There are times when I want to scream from the roof that I am doing the best I can. There are times I want to scream from the roof that I have done something amazing and want everyone to know. There are times that I want to scream from the roof that I am exhausted, and sleep is a 3 hour drive away. And sometimes I just want a cuppa! Preferably tea. This post is NOT to broadcast a poor Karen pity-party. Its purpose is one of explanation as to why sometimes I don’t respond to emails and calls in what some consider to be a timely manner. It’s not because I am ignoring them. It is because, here in Africa, in the face of everything that needs doing, the vulnerable HAVE to come first – it’s the whole point of us all being involved in Shamida, isn’t it?
In addition to the real work of Shamida, on any given day, I have 50 or more emails to answer. But, on any given day I could also be driving into the country to help that child that only has me. And what happens to the emails? Well those 50 emails then turn into 100 emails, and I have spend the day with babies in a hospital. So they turn into 150 emails, and I have to go and help a family to try to convince them that marrying-off their 12 year old daughter is actually not an ideal way to deal with their poverty. Before long, I have months of emails.

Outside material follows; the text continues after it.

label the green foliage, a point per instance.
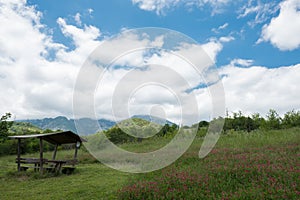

Compounded by other emails demanding why I didn’t answer the emails. Some of which accuse me of being ungrateful – and as I look at everything that Shamida has done, it is those last emails that are the worst to get. BUT, I know that this will not always be the way. Thanks to all of the support from you amazing people, the Shamida dream is getting bigger. Part of that dream is to one day have more people here on the ground to share the weight. And I mean physically here in Addis, helping with all the things, including administration. The dream is that soon I won’t have to worry so much about finances, and only have to spend time on the things that need doing. Selfishly, I am also dreaming of the day when I can actually shut off for a day or two and not come back to more work and more emails.
Today, while I sit here finishing my diet pepsi and listening to the kettle boil for my beloved cuppa, I feel overwhelmed. But know this feeling will pass when I head next door to Shamida and see Bereket or Alazar or any of those babies and kids that smile. It will pass when I drive 3 hours to Ambo on Tuesday and 3 hours back just to make sure that they are all okay and have enough baby formula or money for food or warm clothes for this rainy season. It will pass when I see the room at Shamida FULL of aid that hasn’t yet been sorted through, and think how grateful I am that Shamida has people who feel so passionately that they sent the aid in the first place.